Pizza is a favored dish across the world with a plethora of interesting and delicious variations popping up. In South Korea, there’s pizza with bulgogi, in India you can find pizza with chicken tikka on top. Fresh cream might top pizzas in France, and Banana Curry pizza is a favorite in Sweden. All countries have adapted the Italian staple to their regional tastes, and with a base as versatile as dough, sauce and cheese, it’s no surprise.
But no type of pizza is as controversial as the Chicago deep dish pizza, a style that comedian Jon Stewart once famously referred to as, “tomato soup in a bread bowl.” There were some other words said, but for the sake of keeping things family-friendly, we recommend watching it yourself.
All opinions aside, Chicago deep dish pizza has managed to make a name for itself and become one of the Windy City’s iconic dishes, sharing the ranks with Italian-style beef and Chicago hot dogs. The story of origin is as controversial as the pizza itself, but one thing is certain: this type of pizza belongs to Chicago, and Chicago only.
Two Entrepreneurs Walk into A Bar...
In the basement of a building where Ric Riccardo lived was a bar that Chicago historian Tim Samuelson “a rough place.” After the bar gets busted by the Feds, Riccardo decides to purchase it. He partners with fellow entrepreneur Ike Sewell, a native Texan, former football player and businessman. Originally, Sewell thought what Chicago needed was Mexican food, as he was from Texas and found the city lacking in the cuisine. Riccardo wasn’t a fan, however, and after a trip to Italy decides that pizza should be what they served. Due to the influx of Italian immigrants who came to the US during the late 19th century and early 20th century, there was already an Italian community that they could cater to.
Sewell, being the brawny Texan, he was, wasn’t entirely happy about the classic thin crust style of Neapolitan pizza. He thought that the pizza should be heartier, and eventually Chicago deep dish pizza was born. Instead of a thin layer, the dough would creep up the edges like a pie, cheese goes on next to melt into the crust and act as a glue, lots of meat or veggies would go next, and the sauce would be the final layer to top it all off. Ok, we kind of see where the casserole parallel comes from…
It was most certainly the hearty dish that Sewell was looking for and went on the menu at Pizzeria Uno, the entrepreneurs' joint venture. This is where the controversy comes into play, however. Who exactly came up with the recipe is the contested piece of the puzzle, with some claiming it was Ric Riccardo, and others claiming that Italian immigrant Rudy Malnati Sr., who worked at Pizzeria Uno. Unfortunately, Riccardo died in the early years of the restaurant, so it’s not entirely clear who came up with the recipe. Depending on who you ask, of course.

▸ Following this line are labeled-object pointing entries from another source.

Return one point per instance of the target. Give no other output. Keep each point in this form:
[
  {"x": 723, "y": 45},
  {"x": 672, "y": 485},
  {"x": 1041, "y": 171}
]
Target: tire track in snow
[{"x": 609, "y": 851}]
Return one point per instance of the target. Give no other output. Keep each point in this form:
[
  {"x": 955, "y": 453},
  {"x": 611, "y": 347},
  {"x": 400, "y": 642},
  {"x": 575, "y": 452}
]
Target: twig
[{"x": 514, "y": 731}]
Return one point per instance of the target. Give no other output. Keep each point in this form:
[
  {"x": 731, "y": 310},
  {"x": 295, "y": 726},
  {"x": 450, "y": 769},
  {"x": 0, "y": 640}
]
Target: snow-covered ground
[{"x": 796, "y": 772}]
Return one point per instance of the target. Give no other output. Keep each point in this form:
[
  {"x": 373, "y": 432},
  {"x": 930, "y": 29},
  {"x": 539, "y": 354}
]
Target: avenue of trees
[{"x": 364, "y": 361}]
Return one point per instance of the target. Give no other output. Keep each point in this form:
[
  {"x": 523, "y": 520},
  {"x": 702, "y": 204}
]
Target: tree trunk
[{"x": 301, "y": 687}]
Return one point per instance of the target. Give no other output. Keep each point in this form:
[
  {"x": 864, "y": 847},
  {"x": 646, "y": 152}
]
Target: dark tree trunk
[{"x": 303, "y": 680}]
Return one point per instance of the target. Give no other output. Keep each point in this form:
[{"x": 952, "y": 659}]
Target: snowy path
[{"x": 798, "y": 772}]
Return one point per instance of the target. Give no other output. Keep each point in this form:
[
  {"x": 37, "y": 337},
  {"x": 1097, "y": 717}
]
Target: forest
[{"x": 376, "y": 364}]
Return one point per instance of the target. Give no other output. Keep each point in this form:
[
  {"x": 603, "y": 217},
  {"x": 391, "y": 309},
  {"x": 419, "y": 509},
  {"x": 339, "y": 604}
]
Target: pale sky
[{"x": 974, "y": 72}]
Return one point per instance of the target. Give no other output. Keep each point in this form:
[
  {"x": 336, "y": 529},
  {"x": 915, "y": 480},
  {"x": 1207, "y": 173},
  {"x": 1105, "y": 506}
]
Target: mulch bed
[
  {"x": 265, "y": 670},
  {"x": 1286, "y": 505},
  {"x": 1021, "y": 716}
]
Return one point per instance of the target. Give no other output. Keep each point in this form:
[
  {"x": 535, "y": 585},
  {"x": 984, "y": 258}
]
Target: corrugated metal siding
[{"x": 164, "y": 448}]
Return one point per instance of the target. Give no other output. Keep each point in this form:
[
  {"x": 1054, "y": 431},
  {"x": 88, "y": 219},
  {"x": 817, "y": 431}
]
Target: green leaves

Chicago Deep Dish Pizza Catches On
As with any good business idea, there will eventually be competitors. Enter Gino’s East and Lou Malnati’s.
Opening in 1966, Gino’s East was started by Fred Levine and Sam Bartoli, two gentlemen in the taxi business who could recognize the potential of deep dish pizza. They managed to convince Alice May Redmond, the chief cook at Pizzeria Uno, to join them. They certainly weren’t the only competitor restaurant at the time, but in terms of the big names of Chicago deep dish pizza, they are the second oldest still around today.
Lou Malnati’s Pizzeria is another one of those names, opening up in 1971. The Malnati family had been involved in Pizzeria Uno from the beginning, with both father Rudy and son Lou working at and managing the flagship and Pizzeria Due, the second outpost. After Lou was told he didn’t have as much stake as he thought in the restaurants, he left and decided to open his own.
Today, you’ll find many places across Chicago that aim to serve some of the best deep dish pizza out there, like Pizano’s, that also has a tie to the Malnati family. Ultimately, the choice is up to you as long as you remember that this is a Chicago thing. No one else’s.